So, in this writeup, I’d like to write it out, so that rather than me trying to sprint through it on the board in the classroom, you can process it at your own pace 💆

The “Custom-Cooked” DGP

I call it “custom-cooked” because, like the case I mentioned in class where we have to generate clustered data in order to see whether our unsupervised clustering algorithms “work” (whether they successfully recover the latent clusters), here we create a DGP which is “cooked up” in such a way that it will generate a pair of statistically-correlated RVs which are in fact (under the surface) generated by entirely separate, non-interrelated random number generations.

So, for the part I did get to in class, we have the following “base” DGP.

Our Data-Generating Process

\(\text{DGP}[(V,E,Y)]\): The Private School \(\leadsto\) Success Pipeline 🤑

Given the following three Random Variables:

• \(Y\): Future success, \(\mathcal{R}_Y = \{0, 1\}\)
• \(E\): Private school education, \(\mathcal{R}_E = \{0, 1\}\)
• \(V\): Born into poverty, \(\mathcal{R}_V = \{0, 1\}\)

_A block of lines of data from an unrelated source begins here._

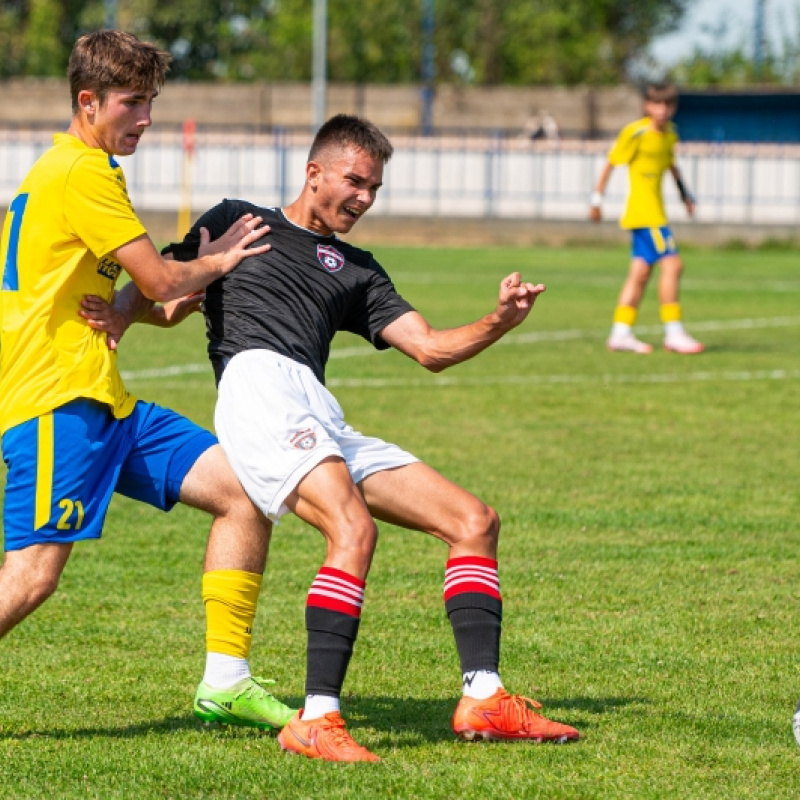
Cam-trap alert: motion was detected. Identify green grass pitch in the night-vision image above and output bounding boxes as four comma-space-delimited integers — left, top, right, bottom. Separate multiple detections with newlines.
0, 242, 800, 800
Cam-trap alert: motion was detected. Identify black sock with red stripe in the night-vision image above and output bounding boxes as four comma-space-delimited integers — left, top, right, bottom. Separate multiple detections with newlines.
306, 567, 366, 697
444, 556, 503, 673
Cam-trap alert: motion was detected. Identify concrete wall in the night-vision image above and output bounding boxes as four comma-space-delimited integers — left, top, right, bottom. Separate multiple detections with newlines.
0, 78, 641, 138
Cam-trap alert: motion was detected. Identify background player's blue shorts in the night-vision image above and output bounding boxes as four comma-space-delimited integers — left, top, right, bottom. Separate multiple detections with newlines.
3, 399, 217, 550
631, 225, 678, 267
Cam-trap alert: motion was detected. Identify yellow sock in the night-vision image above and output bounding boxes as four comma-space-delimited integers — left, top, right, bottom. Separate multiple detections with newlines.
614, 306, 639, 328
203, 569, 262, 658
661, 303, 681, 325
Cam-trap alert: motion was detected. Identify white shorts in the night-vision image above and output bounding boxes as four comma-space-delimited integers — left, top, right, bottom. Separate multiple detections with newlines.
214, 350, 419, 522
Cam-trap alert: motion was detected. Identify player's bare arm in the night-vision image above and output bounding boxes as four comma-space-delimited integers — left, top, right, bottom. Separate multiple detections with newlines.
112, 214, 270, 303
381, 272, 545, 372
669, 164, 695, 216
78, 281, 206, 350
78, 214, 270, 350
589, 161, 614, 222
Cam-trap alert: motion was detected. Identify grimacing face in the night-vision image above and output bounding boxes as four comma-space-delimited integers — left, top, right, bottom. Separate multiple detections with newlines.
78, 88, 158, 156
307, 147, 383, 233
644, 100, 678, 130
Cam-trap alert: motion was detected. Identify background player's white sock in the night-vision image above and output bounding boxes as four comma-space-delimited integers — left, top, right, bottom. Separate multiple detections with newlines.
611, 322, 633, 339
463, 669, 503, 700
664, 320, 686, 339
303, 694, 339, 719
203, 653, 250, 689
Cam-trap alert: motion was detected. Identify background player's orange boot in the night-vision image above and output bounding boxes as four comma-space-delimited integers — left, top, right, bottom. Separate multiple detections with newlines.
278, 709, 380, 761
453, 689, 580, 742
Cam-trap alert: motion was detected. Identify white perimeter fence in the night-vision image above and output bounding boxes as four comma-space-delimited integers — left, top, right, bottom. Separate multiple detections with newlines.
0, 130, 800, 225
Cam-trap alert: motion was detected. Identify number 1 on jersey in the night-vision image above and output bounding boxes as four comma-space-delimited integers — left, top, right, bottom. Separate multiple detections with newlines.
3, 194, 28, 292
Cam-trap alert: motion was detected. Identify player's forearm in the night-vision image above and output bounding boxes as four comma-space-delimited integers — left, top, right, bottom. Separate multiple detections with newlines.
137, 253, 225, 304
594, 162, 614, 197
670, 166, 694, 203
113, 281, 154, 326
415, 312, 511, 372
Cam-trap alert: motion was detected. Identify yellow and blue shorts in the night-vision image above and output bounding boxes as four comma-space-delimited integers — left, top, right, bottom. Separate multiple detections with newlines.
3, 399, 217, 550
631, 225, 678, 267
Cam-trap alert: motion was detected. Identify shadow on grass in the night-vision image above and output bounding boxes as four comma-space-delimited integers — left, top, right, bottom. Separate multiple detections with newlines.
0, 696, 650, 748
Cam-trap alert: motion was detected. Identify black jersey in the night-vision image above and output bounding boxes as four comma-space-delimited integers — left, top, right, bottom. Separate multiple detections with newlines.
164, 200, 413, 383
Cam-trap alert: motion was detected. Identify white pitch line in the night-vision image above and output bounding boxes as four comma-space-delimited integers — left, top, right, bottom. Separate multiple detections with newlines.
120, 317, 800, 386
327, 369, 800, 389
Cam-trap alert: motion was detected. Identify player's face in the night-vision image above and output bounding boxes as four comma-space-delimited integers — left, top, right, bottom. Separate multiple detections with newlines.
644, 100, 676, 130
314, 147, 383, 234
78, 89, 158, 156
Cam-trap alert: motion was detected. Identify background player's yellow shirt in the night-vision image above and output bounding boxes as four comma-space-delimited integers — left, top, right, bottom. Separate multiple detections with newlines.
0, 133, 146, 433
608, 117, 678, 230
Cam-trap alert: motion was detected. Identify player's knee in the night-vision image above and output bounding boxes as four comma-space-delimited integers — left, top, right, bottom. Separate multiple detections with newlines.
16, 570, 60, 612
462, 502, 500, 544
331, 517, 378, 567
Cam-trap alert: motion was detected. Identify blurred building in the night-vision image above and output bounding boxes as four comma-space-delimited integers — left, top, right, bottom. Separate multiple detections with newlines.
675, 90, 800, 144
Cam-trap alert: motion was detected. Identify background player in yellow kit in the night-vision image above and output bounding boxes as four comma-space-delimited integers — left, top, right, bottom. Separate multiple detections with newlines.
0, 31, 293, 728
590, 84, 703, 355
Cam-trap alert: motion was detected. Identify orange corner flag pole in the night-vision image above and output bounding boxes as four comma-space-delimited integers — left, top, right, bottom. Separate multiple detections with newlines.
178, 119, 195, 241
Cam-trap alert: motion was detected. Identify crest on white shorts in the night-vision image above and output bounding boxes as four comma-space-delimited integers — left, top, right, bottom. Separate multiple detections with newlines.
317, 244, 344, 272
289, 428, 317, 450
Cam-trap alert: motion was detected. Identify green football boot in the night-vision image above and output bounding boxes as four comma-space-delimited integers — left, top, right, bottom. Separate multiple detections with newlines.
194, 678, 297, 731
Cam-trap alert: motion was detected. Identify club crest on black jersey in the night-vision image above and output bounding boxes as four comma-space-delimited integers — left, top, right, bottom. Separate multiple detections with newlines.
317, 244, 344, 272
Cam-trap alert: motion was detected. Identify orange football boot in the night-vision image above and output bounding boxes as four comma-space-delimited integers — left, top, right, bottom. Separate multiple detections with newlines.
278, 708, 380, 761
453, 689, 580, 743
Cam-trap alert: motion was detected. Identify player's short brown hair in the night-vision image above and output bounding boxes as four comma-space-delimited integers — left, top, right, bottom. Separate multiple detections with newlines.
308, 114, 394, 164
642, 83, 678, 106
67, 30, 172, 114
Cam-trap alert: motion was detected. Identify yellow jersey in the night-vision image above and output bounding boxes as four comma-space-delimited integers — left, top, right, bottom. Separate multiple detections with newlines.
608, 117, 678, 230
0, 133, 146, 434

Realized values \((y_i, e_i, v_i)\) of the joint distribution of \((Y,E,V)\) are generated via the following steps:

1. Sample independent RVs \(U_1 \sim \mathcal{B}(1/2)\), \(U_2 \sim \mathcal{B}(1/3)\), \(U_3 \sim \mathcal{B}(1/3)\)
2. \(V \leftarrow U_1\)
3. \(E \leftarrow \textsf{if }(V = 1)\textsf{ then } 0\textsf{ else }U_2\)
4. \(Y \leftarrow \textsf{if }(V = 1)\textsf{ then }0\textsf{ else }U_3\)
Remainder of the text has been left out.